Studio album by Neil Finn
- Released: March 9, 2001
- Genre: Rock, alternative rock
- Length: One Nil: 48:46 One All: 49:00
- Label: Parlophone
- Producer: Tchad Blake Neil Finn Mitchell Froom

Neil Finn chronology
| Sessions at West 54th (2000) | One Nil (2001) | 7 Worlds Collide (2001) |

Alternate release
- Released in United States as One All.

= One Nil =

One Nil, released in 2001, is the second solo album by New Zealand singer-songwriter, Neil Finn. When released in the United States the following year, the album had a slightly different track listing and was issued under the name One All.

Professional ratings
Review scores
| Source | Rating |
| Allmusic |  |
| Rolling Stone | (favorable) |
| Tiny Mix Tapes |  |

==Overview==
Following the release of his debut solo effort Try Whistling This in 1998, singer-songwriter Neil Finn followed up by releasing the less adventurous album One Nil in 2001. The album features guest musicians Sheryl Crow, Lisa Germano and Crowded House's album producer Mitchell Froom.

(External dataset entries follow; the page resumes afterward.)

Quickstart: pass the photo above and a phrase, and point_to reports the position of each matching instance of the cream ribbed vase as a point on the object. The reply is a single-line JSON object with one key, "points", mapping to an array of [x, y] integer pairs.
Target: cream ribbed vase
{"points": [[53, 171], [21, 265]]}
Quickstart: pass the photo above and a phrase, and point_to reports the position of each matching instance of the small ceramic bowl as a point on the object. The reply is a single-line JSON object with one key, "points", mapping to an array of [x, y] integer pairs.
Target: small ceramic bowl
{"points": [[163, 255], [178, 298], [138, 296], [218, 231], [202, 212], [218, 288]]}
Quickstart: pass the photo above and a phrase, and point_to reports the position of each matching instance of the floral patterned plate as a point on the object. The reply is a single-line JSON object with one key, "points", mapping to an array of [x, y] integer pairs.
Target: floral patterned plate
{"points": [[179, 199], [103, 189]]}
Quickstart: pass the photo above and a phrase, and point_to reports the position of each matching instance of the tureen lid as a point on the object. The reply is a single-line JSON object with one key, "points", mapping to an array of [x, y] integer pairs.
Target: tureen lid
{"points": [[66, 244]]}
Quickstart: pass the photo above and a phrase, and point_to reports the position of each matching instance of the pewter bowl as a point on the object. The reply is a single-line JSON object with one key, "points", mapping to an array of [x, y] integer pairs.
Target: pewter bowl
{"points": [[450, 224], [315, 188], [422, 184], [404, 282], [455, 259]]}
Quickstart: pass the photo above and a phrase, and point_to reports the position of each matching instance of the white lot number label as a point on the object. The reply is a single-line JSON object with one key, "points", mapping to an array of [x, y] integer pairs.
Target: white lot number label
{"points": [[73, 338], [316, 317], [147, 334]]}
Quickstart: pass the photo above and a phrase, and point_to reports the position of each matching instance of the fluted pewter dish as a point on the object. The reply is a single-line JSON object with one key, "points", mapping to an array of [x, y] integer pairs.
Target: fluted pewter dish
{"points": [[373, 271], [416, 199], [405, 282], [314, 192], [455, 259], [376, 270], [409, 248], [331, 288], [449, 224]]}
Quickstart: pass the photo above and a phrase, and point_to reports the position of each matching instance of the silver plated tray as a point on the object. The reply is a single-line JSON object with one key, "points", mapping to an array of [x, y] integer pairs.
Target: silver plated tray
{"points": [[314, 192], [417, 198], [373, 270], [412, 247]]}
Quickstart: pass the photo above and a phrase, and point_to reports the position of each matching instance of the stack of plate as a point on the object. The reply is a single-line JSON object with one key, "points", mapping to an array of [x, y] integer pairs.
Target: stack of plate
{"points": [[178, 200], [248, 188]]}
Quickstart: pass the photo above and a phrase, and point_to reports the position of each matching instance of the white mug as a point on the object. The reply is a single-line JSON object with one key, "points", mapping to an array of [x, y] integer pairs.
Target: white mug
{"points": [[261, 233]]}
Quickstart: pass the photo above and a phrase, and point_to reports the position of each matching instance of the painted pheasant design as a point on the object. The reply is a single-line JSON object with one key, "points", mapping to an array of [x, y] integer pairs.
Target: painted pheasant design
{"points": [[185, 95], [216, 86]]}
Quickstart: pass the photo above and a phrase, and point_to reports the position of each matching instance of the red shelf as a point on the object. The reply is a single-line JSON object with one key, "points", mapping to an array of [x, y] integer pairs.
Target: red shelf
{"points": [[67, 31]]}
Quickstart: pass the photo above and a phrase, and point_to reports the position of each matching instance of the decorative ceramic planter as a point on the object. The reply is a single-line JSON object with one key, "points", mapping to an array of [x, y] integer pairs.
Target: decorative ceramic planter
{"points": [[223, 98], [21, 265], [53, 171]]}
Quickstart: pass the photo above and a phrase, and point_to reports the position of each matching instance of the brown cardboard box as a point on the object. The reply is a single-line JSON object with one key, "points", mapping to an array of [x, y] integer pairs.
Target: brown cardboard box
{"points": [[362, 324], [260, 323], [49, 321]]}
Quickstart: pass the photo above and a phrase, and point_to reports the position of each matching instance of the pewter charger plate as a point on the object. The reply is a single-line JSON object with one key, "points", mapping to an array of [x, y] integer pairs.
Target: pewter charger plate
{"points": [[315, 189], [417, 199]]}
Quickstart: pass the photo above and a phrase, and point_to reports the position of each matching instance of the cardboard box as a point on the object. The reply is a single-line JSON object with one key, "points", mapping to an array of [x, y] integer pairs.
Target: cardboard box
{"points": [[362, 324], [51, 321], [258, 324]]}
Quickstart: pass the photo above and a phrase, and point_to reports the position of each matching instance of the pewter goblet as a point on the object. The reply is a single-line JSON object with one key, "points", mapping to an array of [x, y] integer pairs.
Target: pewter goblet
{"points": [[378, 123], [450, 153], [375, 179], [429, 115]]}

The album was released in the United States fourteen months after its initial New Zealand, United Kingdom and Australian release with the altered title One All and also contained an altered track listing, featuring four remixed songs and added the songs "Lullaby Requiem" and "Human Kindness", replacing "Elastic Heart" and "Don't Ask Why".

==Track listings==
All songs were written by Neil Finn, except where noted.

===One Nil===
1. "The Climber" – 4:13
2. "Rest of the Day Off" (Finn, Wendy Melvoin, Tchad Blake) – 3:49
3. "Hole in the Ice" (Finn, Lisa Coleman) – 4:11
4. "Wherever You Are" – 4:46
5. "Last to Know" (Finn, Melvoin) – 3:02
6. "Don't Ask Why" (Finn, Melvoin) – 3:54
7. "Secret God" (Finn, Melvoin) – 5:27
8. "Turn and Run" – 3:46
9. "Elastic Heart" – 4:00
10. "Anytime" – 3:24
11. "Driving Me Mad" – 3:58
12. "Into the Sunset" – 4:12

===One All===
Tracks 1 and 9 ("The Climber" and "Turn and Run") contained an alternative mix to the One Nil version. Tracks 2 and 3 ("Driving Me Mad" and "Hole in the Ice") were remixed by Bob Clearmountain.
1. "The Climber" (New mix) – 4:15
2. "Driving Me Mad" (Bob Clearmountain mix) – 3:56
3. "Hole in the Ice" (Bob Clearmountain mix) – 4:06
4. "Last to Know" – 2:59
5. "Wherever You Are" – 4:42
6. "Secret God" – 5:24
7. "Lullaby Requiem" – 3:44
8. "Human Kindness" – 4:41
9. "Turn and Run" (New mix) – 3:41
10. "Anytime" – 3:23
11. "Rest of the Day Off" – 3:57
12. "Into the Sunset" – 4:12

==Personnel==
- Neil Finn – guitar, vocals, high bass, piano, guitar synthesiser, orchestra bells, Wurlitzer electric piano, vibes, harmonium, bass, Chamberlin strings
- Wendy Melvoin – E-Bow fuzz guitar, chorus on "The Climber", drums, low bass, guitar, bass, percussion, backing vocals, shaker
- Jim Moginie – ukulele, guitar, fuzz guitar
- Lisa Germano – chorus on "The Climber", violin
- Suzanna Melvoin – chorus on "The Climber"
- Doyle – chorus on "The Climber"
- Tchad Blake – Groove box
- Mitchell Froom – Penny owsley, keyboards, Hammond organ, Chamberlin, Wurlitzer electric piano, piano, celeste
- Lisa Coleman – keyboards, backing vocals
- JJ Johnson – drums
- Liam Finn – backing vocals
- Sharon Finn – backing vocals
- Jim Keltner – drums
- Edmund McWilliams – backing vocals
- Sheryl Crow – vocals, accordion
- Sam Gibson – drum programming, programming

==Charts==

| Chart (2001) | Peak position |
|---|---|
| Australian Albums (ARIA) | 9 |
| New Zealand Albums (RMNZ) | 29 |

==Certifications==

| Region | Certification | Certified units/sales |
| Australia (ARIA) | Gold | 35,000^{^} |
^{^} Shipments figures based on certification alone.